Paul McCaffrey was formerly the editor of Enterprising Investor at CFA Institute. Prior to that role, he served as an editor at the H.W. Wilson Company. His writing has appeared in Financial Planning and On Wall Street, among other publications. He is a graduate of Vassar College and the Craig Newmark Graduate School of Journalism at CUNY.

Paul Kovarsky, CFA

Paul Kovarsky, CFA, is a director, Institutional Partnerships, at CFA Institute.

3 thoughts on “Who Cares (About ESG) Wins: Asset Owners Step Up”

  1. Vince Micheals says:

    This article leaves a lot to be desired for a convincing argument of ESG investing. First, reports by Kofi Annan, who had a well-documented career of misappropriating public/charitable funds, does not provide comfort for investors of ESG funds and pools. Second, the asset owners cited are left-wing governments/government agencies. Third, the science of climate change is spurious at best. I would have liked to see a more balanced approach to the ESG investing fad.

    1. Alex Cote says:

      “Multiple studies published in peer-reviewed scientific journals show that 97 percent or more of actively publishing climate scientists agree: Climate-warming trends over the past century are extremely likely due to human activities. In addition, most of the leading scientific organizations worldwide have issued public statements endorsing this position.”

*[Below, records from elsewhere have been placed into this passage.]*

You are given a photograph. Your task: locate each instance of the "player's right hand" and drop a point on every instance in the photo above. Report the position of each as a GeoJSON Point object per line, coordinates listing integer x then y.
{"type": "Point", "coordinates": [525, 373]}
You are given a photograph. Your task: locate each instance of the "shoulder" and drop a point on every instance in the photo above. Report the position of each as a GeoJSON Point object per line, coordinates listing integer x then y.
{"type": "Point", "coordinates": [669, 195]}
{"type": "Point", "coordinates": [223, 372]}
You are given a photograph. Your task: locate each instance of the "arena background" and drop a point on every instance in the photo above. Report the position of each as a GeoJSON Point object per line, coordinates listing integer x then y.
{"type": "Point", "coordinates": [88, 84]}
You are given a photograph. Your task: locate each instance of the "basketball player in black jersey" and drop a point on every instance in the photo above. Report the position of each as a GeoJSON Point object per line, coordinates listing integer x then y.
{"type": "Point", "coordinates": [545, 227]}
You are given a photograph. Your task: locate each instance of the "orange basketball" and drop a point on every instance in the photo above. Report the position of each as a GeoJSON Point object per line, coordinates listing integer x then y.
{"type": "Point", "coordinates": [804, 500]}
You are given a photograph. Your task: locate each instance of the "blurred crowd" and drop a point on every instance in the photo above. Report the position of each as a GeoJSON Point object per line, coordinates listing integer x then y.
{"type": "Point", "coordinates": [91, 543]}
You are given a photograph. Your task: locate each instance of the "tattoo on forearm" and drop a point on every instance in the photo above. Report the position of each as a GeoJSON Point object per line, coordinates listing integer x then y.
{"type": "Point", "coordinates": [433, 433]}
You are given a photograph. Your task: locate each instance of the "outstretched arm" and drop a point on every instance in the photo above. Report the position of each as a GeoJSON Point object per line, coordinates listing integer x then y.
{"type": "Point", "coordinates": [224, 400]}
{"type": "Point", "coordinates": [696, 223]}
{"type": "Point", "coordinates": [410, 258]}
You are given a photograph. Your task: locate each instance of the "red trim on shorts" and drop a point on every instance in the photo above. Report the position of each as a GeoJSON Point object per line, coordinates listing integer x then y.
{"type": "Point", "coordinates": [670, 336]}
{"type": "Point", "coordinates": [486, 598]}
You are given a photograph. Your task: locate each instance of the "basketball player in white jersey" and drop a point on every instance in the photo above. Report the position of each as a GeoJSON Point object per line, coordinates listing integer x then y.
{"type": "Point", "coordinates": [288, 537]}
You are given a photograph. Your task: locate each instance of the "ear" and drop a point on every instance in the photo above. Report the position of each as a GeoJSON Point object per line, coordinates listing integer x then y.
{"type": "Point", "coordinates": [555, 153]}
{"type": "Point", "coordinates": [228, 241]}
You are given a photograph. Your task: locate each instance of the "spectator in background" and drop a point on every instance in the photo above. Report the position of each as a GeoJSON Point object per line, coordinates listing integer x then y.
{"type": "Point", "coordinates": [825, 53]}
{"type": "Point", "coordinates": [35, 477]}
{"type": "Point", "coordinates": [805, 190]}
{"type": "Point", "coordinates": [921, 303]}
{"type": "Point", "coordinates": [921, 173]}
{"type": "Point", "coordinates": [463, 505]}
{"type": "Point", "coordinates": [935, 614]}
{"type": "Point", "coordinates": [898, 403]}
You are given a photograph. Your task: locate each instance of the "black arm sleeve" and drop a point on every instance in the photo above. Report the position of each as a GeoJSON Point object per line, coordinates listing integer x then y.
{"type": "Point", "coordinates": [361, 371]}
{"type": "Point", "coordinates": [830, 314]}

      This is not what I would call spurious no

      1. Market efficiency – for the most part – is also an accepted phenomenon. Companies that either contribute to or suffer from climate change should be well on their way to being valued at zero. But counter – intuitively these companies still exist.
        Yet ESG evangelists believe that their beliefs translate into special insight into the valuation of companies.
        Belief in climate change and our ability to positively change the future course of the planet isn’t the same as investing appropriately for beneficiaries.
        Those making ESG – dominant investment decisions today will be long gone when future beneficiaries have less money because of naive active investing decisions.